This is my MATLAB implementation of the Supervised Descent Method (SDM) for face alignment proposed by Xiong and De La Torre (https://courses.cs.washington.edu/courses/cse590v/13au/intraface.pdf).
The included model is trained on the 300W dataset using 49 points (no jaw points).
Training code is included in the lib directory. Training should be a fairly straight-forward process. The functions for training are:
- SDMInitModel - Allocates a new SDM model
- SDMAddDataMemoryFrugal* - these functions gather the training and validation data in a memory efficient way for training and parameter selection.
- SDMSolve - Solves for the regressor
- SDMLayerXval - Performs parameter selection via a golden search (use for selecting regularizer)
- SDMFinalizeLayer - Adds the final regressor to the SDM model.
Review these functions for details on model structure, and how to provide a shape model (mean shape).
There are no external dependancies or mex functions. Running "runDemo.m" should produce an example fit.

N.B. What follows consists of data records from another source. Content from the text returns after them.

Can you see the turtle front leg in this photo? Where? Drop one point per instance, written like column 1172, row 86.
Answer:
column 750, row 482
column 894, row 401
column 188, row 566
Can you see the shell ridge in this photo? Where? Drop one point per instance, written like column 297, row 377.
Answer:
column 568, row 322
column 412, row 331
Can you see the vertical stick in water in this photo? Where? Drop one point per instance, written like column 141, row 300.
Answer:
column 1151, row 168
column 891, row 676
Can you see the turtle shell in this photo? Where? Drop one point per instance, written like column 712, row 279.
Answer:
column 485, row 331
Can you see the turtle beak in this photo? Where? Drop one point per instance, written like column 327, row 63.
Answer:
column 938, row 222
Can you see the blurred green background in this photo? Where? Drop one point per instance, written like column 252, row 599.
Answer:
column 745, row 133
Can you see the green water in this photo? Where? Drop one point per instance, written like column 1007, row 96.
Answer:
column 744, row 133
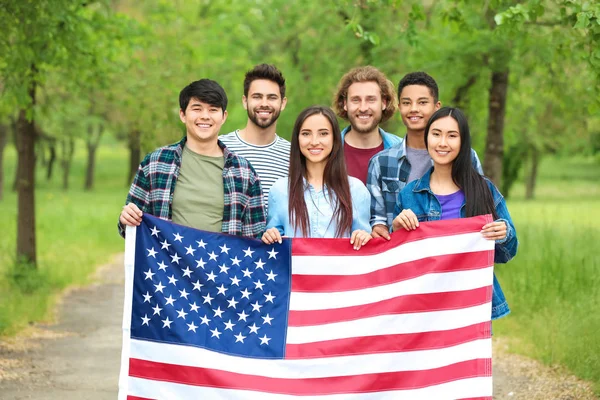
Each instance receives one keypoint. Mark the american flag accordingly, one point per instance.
(213, 316)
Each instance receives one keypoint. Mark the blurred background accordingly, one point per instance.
(89, 87)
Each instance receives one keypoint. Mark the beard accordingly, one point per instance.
(362, 128)
(263, 123)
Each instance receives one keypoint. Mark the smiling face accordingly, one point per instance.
(316, 139)
(416, 107)
(364, 106)
(443, 141)
(264, 102)
(202, 121)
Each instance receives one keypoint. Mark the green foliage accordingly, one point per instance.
(553, 284)
(76, 231)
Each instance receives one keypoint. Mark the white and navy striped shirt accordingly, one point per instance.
(270, 161)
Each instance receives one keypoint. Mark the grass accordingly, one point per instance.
(553, 285)
(76, 231)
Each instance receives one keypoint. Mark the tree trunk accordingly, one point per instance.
(52, 159)
(14, 130)
(134, 154)
(3, 141)
(494, 145)
(532, 176)
(68, 150)
(26, 249)
(93, 141)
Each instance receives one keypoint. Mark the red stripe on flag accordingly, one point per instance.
(342, 247)
(397, 305)
(389, 343)
(395, 273)
(365, 383)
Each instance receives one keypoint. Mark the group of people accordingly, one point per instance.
(359, 183)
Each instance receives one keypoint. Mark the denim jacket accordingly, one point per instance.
(388, 174)
(418, 197)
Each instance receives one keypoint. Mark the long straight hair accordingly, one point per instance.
(478, 197)
(335, 177)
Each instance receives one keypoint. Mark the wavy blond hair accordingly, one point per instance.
(366, 74)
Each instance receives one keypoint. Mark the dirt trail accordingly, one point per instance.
(79, 357)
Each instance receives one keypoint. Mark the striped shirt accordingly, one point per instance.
(270, 161)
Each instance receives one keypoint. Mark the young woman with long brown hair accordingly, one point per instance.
(318, 199)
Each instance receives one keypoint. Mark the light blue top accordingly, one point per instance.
(320, 211)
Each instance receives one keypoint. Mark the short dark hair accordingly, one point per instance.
(268, 72)
(419, 78)
(205, 90)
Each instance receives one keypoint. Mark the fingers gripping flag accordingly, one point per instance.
(213, 316)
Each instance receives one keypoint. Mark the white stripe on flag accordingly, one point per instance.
(356, 265)
(465, 388)
(312, 367)
(391, 324)
(430, 283)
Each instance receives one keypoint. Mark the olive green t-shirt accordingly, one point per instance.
(198, 196)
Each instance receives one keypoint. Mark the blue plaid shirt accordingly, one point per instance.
(388, 174)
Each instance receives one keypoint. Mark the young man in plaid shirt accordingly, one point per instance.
(198, 182)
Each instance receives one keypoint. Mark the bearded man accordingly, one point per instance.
(365, 98)
(264, 99)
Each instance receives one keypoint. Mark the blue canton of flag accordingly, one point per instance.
(220, 292)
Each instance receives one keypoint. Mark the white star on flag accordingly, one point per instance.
(271, 276)
(149, 274)
(259, 264)
(239, 337)
(273, 253)
(264, 340)
(190, 250)
(248, 252)
(170, 300)
(147, 297)
(167, 323)
(159, 287)
(267, 319)
(192, 327)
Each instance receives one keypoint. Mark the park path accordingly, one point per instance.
(79, 356)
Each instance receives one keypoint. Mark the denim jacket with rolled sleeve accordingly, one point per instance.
(388, 174)
(418, 197)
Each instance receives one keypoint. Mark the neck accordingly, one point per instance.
(210, 148)
(314, 174)
(441, 180)
(415, 139)
(363, 140)
(254, 134)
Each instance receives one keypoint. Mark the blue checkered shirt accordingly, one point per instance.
(388, 174)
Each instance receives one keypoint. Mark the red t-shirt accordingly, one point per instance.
(357, 160)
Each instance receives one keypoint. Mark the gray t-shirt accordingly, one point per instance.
(198, 197)
(420, 162)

This code is not to be used for commerical purposes. This code can be freely used for personal, academic and research purposes. However, we ask that any files retain our copyright notice when redistributed. This software is provided ``as is'', with no warranty or guarantee. We accept no responsibility for any damages incurred.
The original algorithm (described in: https://courses.cs.washington.edu/courses/cse590v/13au/intraface.pdf) is the work of Xiong and De La Torre.
I would like to acknowledge Chen-Hsuan Lin for providing his SIFT code and for many useful discussions when developing this package. I would also like to thank Prof. Simon Lucey for his guidance.